President Barack Obama is due to get a briefing Wednesday on “operational details” of a military campaign to combat Islamic State militants.
The president will meet with General Lloyd Austin, the head of U.S. Central Command, to discuss the ongoing effort to build an international coalition to meet his stated goal of degrading and destroying the Islamic State group that has taken over parts of Iraq and Syria.
Defense Secretary Chuck Hagel is also participating in the meeting, a day after he told a congressional panel that the effort is “complicated” and will take time. He also highlighted the need for “effective partners.”
General Martin Dempsey, the chairman of the Joint Chiefs of Staff, told the same panel that if he thought U.S. military advisers in Iraq needed to accompany Iraqi troops into battle, then he would ask Obama for approval.
No US ground troops
The president has repeatedly stated he will not send combat troops back to Iraq.
Obama pulled out the last U.S. ground forces from Iraq in 2011 after a nine-year war that toppled long-time Iraqi dictator Saddam Hussein.
Dempsey said U.S. advisers are acting “very much in a combat advisory role” and said there is currently “no intention” for them to engage in combat.

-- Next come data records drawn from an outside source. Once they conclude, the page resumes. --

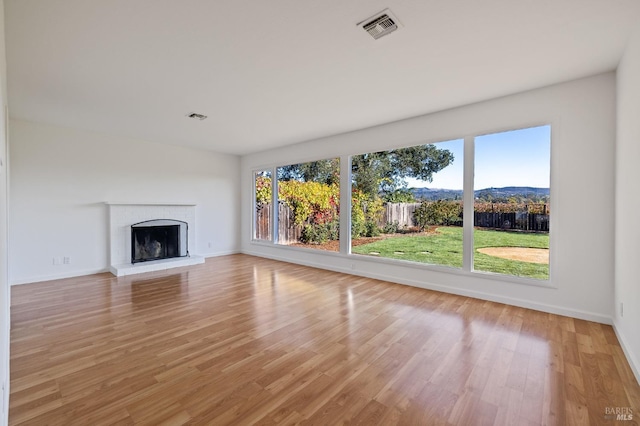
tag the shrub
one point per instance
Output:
(371, 229)
(319, 233)
(438, 213)
(391, 228)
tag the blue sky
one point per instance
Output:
(514, 158)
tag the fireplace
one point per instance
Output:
(159, 239)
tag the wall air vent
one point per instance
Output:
(380, 25)
(196, 116)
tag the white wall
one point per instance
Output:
(61, 178)
(5, 298)
(627, 235)
(582, 114)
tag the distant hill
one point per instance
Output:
(495, 193)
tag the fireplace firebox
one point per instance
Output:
(159, 239)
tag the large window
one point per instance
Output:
(407, 204)
(263, 211)
(309, 204)
(511, 207)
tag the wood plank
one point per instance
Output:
(245, 340)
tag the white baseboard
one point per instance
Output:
(552, 309)
(70, 274)
(82, 272)
(220, 253)
(631, 358)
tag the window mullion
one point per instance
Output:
(468, 200)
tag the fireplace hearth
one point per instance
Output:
(158, 239)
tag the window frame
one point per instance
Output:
(468, 199)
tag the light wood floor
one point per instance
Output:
(243, 340)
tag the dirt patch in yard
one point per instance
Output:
(522, 254)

The United States has carried out more than 160 airstrikes against Islamic State militants in Iraq. General Dempsey said Tuesday if U.S. pilots were shot down, ground troops would be deployed in a search and rescue mission.
Obama is asking Congress to approve funds to train and arm moderate Syrian rebels who are fighting against the Islamic State group in Syria as well as waging war against the Syrian government.
The president unveiled a four-part strategy to counter the Islamic State last week, including working to cut off terror funding and halting the flow of foreign fighters to the region. Those traveling to Iraq and Syria to fight alongside the militants include Americans.
US residents to Syria
Andrew Luger, the U.S. attorney for the state of Minnesota, said authorities there are investigating a number of men and women who have traveled to Syria to join militant groups.
Luger told VOA’s Somali service that more needs to be done to counter the “very clever” recruiters who use organized campaigns to entice people. He said videos and other online recruiting methods are not the means used to get recruits to travel.
“It can’t be just online and here is why: an 18-year-old boy who has never traveled before doesn’t get the idea of applying for a passport and buying a plane ticket that costs a thousand dollars on his own. Somebody is part of that,” Luger said.
“Somebody is giving him the money. Somebody is explaining to him where to go. So an 18-year-old boy doesn’t wake up one day and say, ‘I’m going to go to Turkey.’ Somebody is teaching them what to do,” he said.
Luger also said young people in his area, which is home to the largest ethnic Somali population in the U.S., need better education, job opportunities and engagement in order to avoid becoming disenfranchised and losing touch with their communities.